When Dustin Lynch started playing guitar in his youth, he wanted to be just like many artists he heard on country radio.
He recently realized that five albums into his career, he’s now further along in the process than they were when he idolized them as a child.
“My heroes are George Strait, Garth Brooks and Alan Jackson,” Lynch told CMT. “But when I started playing guitar, I was really into Kenny Chesney and Tim McGraw. Then when high school hit and Dierks Bentley and Eric Church were doing their thing and getting going. It’s crazy that I can remember how excited I was for those albums to come and … to be a few albums in front of that is wild.”
Lynch’s fifth studio album – “It’s All Blue in the Sky” – will be out Friday (Feb. 11) and is home to his six-week No. 1 song “Thinking ’Bout You,” a collaboration with MacKenzie Porter. The Tullahoma, Tennessee, native co-wrote five of the 12 songs on the album, including duets with Chris Lane and Riley Green.
Lynch released his debut, breakthrough hit “Cowboys and Angels” about nine years ago, and he said still as passionate about trying to write and record better songs as he was when he launched his career in 2012.
“I still feel like we’re all getting better,” he said. “I think it’s a lot more fun now because I’m a lot more comfortable than I was. I’m not as scared, and I think we’re a lot better at traveling and touring and appreciating what all that brings. I think those first several years, you’re staying up too late and eating Taco Bell too much.”
These days, Lynch has traded late-night fast food runs for upscale writers’ retreats. He and his songwriter friends load up and head to a relaxing locale to focus on writing songs – and having fun. Because there’s no pressure to finish writing a song so his collaborators can resume family activities, they crank out multiple high-quality songs that often get recorded for his albums. “Thinking ’Bout You,” which Lynch co-wrote with Andy Albert, Hunter Phelps and Will Weatherly, came out of his first “next level” writers’ retreat. Lynch said they wrote two songs that weekend they were proud of and were more excited about the other one. After adjusting the melody on “Thinking ’Bout You” and adding a female voice, the song was undeniable. Lauren Alaina’s voice was on the song’s original version, but when they couldn’t get permission to release the version with her voice to country radio, Lynch had to reevaluate. The singer and his team held blind auditions searching for a vocalist to replace Alaina, and Lynch wasn’t sure he would find someone who could replicate Alaina’s range. If they didn’t, he was ready to let it go. But Porter came in and wowed them.

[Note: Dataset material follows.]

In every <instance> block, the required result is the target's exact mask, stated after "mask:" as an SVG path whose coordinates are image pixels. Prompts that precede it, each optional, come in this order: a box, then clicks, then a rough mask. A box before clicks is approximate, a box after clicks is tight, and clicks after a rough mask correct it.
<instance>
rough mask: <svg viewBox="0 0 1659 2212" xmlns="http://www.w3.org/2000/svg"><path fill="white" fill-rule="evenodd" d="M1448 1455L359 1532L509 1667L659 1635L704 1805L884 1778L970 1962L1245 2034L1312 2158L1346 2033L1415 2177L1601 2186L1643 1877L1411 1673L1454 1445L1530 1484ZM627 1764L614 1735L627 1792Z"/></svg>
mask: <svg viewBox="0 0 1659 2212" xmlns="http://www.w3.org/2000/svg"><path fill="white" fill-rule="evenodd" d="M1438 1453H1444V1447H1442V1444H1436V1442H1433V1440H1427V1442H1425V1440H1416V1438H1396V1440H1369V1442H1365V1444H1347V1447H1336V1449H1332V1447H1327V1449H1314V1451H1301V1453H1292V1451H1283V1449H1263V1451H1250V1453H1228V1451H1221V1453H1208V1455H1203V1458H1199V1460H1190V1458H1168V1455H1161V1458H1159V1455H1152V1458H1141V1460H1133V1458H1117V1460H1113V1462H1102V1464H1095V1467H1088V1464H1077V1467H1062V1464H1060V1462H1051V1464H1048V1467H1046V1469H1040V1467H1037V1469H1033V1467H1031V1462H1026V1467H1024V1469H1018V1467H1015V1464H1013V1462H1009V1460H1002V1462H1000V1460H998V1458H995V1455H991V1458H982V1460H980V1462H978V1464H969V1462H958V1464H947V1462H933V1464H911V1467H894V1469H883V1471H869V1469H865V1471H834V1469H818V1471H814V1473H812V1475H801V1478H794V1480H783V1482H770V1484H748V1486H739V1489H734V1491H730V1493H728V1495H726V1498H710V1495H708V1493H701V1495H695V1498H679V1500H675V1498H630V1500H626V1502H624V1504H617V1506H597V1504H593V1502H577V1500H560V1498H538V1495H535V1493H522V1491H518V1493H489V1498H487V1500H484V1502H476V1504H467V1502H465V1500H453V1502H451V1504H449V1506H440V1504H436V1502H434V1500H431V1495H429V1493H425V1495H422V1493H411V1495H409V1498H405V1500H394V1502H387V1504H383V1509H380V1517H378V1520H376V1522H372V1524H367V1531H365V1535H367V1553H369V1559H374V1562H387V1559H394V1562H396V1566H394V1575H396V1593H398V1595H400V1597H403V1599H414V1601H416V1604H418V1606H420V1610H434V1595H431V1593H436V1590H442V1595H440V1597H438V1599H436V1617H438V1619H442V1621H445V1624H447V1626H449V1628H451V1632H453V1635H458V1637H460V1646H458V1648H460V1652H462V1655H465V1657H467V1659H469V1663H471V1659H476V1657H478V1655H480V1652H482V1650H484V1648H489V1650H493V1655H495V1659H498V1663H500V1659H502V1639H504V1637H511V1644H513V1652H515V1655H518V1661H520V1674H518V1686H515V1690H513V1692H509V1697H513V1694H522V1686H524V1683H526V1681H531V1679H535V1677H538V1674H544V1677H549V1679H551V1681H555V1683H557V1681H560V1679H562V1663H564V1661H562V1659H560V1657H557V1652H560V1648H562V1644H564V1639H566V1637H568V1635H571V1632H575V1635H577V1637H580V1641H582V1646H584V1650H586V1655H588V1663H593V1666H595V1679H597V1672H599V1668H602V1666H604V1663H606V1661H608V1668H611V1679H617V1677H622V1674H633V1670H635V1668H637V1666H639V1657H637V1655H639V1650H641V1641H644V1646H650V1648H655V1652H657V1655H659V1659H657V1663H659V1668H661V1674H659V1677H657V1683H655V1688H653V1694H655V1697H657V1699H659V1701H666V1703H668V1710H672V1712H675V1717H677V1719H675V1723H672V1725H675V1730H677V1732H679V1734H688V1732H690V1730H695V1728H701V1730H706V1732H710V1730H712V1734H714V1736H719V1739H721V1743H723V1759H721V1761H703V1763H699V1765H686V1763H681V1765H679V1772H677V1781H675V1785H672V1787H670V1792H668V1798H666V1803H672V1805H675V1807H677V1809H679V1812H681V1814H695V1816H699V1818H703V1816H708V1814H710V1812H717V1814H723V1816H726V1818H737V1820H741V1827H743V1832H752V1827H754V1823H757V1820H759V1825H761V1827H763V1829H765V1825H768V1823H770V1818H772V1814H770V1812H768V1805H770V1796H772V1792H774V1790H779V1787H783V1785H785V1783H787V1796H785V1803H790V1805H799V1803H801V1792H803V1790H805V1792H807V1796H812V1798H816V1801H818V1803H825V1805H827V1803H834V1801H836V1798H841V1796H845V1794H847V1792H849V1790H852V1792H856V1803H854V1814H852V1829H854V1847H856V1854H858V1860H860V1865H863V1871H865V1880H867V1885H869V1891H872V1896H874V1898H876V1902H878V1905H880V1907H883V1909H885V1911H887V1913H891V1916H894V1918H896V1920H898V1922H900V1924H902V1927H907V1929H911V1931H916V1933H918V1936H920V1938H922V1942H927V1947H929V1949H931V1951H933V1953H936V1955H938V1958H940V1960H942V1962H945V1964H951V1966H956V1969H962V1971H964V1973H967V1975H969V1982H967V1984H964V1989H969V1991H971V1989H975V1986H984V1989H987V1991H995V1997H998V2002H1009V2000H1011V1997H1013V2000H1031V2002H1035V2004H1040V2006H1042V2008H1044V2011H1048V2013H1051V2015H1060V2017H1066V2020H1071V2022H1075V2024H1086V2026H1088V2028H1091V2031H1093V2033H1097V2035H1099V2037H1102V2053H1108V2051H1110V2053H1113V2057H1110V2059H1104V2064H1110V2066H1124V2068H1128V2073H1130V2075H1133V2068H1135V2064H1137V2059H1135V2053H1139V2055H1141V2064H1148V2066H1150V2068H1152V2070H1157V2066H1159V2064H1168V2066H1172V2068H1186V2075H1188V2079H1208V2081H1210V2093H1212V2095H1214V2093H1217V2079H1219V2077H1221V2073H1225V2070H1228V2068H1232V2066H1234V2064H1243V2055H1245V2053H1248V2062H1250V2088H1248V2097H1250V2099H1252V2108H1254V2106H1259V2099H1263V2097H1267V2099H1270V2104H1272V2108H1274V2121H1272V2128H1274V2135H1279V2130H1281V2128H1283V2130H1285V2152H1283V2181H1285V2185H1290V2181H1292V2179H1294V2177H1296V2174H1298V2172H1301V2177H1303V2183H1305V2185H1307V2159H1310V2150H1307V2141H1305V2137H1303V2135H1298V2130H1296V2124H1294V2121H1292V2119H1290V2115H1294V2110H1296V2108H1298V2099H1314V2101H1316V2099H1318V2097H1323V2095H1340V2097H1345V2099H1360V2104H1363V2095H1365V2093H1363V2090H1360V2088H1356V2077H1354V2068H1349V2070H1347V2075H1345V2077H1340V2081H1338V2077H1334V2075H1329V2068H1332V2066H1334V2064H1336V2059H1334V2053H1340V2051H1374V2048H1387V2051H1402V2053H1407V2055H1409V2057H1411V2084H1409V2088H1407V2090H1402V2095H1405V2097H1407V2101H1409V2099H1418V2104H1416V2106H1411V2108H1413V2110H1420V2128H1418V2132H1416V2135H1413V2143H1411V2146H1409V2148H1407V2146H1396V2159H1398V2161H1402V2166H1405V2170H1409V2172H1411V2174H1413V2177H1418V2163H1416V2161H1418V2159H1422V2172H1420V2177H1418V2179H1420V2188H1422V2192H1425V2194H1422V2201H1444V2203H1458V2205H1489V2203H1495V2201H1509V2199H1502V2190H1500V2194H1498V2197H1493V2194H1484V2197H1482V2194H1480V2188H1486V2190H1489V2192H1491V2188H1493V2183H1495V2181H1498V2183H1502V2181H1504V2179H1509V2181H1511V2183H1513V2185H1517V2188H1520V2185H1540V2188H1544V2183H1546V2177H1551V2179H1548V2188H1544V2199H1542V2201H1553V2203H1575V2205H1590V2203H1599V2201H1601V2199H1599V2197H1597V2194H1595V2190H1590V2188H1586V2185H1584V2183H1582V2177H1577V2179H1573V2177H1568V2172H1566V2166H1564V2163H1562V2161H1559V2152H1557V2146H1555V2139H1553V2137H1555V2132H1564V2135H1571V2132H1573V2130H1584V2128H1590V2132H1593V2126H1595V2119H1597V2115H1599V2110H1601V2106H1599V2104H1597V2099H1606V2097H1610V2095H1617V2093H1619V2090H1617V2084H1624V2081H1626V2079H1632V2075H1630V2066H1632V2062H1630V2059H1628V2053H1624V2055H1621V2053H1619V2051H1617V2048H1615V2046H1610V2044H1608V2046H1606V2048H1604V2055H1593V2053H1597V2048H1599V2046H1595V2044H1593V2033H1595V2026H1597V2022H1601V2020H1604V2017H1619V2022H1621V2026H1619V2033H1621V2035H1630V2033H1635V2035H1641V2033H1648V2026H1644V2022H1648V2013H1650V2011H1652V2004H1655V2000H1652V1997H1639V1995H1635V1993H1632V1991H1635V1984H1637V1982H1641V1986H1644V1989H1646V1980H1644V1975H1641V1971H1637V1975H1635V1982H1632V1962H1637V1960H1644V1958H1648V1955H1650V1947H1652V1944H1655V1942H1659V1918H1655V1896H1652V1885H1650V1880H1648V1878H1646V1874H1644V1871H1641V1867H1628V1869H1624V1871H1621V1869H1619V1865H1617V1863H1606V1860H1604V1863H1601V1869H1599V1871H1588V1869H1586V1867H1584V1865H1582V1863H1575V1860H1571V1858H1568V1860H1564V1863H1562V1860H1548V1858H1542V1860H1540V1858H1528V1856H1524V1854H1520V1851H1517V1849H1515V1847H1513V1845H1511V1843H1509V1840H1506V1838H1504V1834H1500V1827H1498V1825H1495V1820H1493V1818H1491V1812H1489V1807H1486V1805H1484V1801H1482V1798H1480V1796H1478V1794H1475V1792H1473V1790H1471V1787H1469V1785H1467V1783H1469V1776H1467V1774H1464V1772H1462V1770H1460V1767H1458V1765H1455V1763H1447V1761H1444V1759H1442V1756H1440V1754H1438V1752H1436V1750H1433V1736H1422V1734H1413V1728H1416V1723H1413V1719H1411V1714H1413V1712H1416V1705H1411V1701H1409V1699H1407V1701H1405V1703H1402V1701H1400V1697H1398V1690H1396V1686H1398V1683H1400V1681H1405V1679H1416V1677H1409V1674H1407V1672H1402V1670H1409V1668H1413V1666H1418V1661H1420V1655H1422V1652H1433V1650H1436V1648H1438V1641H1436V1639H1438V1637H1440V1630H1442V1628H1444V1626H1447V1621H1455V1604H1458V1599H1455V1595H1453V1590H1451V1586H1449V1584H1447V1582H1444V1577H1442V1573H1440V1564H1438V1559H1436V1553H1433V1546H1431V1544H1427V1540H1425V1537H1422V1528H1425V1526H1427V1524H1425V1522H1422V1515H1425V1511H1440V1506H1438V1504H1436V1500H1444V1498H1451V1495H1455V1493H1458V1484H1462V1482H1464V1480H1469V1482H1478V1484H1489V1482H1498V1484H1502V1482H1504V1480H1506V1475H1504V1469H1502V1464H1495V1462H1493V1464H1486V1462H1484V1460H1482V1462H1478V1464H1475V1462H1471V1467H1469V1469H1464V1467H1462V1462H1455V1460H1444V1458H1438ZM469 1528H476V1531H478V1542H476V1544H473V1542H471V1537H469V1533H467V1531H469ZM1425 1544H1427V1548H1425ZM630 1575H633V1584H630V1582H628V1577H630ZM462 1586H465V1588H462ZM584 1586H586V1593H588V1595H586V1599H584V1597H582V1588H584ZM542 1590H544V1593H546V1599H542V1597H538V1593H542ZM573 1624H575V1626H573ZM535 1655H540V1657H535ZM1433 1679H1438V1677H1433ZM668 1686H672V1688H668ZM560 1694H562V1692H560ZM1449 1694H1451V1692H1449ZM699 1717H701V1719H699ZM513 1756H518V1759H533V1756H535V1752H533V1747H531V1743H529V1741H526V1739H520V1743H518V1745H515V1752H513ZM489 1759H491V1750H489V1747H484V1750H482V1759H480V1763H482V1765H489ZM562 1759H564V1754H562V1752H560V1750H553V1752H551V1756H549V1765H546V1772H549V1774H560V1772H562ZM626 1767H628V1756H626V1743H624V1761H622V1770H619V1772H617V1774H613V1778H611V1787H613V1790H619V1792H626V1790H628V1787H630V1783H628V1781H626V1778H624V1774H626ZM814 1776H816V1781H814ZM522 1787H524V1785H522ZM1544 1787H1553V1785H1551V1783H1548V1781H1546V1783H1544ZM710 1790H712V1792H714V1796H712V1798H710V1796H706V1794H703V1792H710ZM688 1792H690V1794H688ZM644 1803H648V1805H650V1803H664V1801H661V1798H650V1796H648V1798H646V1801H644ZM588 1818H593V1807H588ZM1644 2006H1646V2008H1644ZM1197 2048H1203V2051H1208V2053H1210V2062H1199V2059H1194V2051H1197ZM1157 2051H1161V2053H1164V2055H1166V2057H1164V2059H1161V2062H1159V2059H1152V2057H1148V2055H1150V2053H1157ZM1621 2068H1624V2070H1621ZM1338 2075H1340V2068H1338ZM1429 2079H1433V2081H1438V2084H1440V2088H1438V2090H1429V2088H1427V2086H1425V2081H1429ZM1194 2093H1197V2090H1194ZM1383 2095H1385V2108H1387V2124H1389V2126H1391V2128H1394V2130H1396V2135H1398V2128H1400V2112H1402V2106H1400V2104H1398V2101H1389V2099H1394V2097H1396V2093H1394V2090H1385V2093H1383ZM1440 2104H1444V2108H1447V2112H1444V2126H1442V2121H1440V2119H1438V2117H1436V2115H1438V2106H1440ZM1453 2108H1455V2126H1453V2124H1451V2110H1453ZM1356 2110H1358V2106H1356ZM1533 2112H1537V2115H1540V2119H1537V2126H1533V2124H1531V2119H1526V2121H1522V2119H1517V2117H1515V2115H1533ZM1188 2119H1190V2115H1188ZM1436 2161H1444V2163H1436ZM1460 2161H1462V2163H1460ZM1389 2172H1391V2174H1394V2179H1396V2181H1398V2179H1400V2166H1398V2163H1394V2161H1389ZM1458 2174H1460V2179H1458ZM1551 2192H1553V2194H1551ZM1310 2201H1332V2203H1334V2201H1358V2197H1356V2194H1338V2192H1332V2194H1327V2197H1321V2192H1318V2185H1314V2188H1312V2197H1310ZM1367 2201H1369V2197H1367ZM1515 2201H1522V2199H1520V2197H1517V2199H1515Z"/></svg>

“She just has such a cool tone in the verse, but then also was able to do a lot of the big notes and those big octaves over me in the chorus,” Lynch said. “She’s a super talent, and I wish her the best from here. I think she’s got some good stuff right around the corner. I’m so glad I followed my heart and fought so hard for that song.”
Lynch said his other favorite songs on the album include “Somethin’ That Makes You Smile,” which he didn’t write, and “Tennessee Trouble,” which came from another of his writing retreats. Lynch co-wrote the song with Matt Dragstrem, Hunter Phelps and Jordan Minton and said a beer run inspired it.
The singer and his friends were in Park City, Utah. He wasn’t drinking at the time, and they planned to smoke cigars and sit in the hot tub. However, when the group ran out of beer, Lynch took them to the grocery store to buy alcohol and snacks. Somewhere along the way, one of them said the phrase “Tennesee trouble,” and Lynch said a lightbulb went off.
“We were like, ’Oh, what is Tennessee trouble?” he recalls. “That sounds really cool. Just because I’m from a whiskey town and growing up in Tennessee, my brain goes, ’Well, she’s Tennessee trouble, and she’s gonna hurt you like whiskey and leave you the hangover type of thing. We got in the hot tub, lit up our cigars, and just started trying to bang it out.”
However, Lynch said he’ll always have a “best song wins” policy when choosing material to record – regardless of who wrote it.
“I want to write as much and as best as I can, but I’m never gonna beat the Hall of Famer songwriters in Nashville,” he said. “We’re at a point in our career where they’re specifically writing for us. It’s a fun spot to be in right now, knowing the town is really gearing up to get behind us.”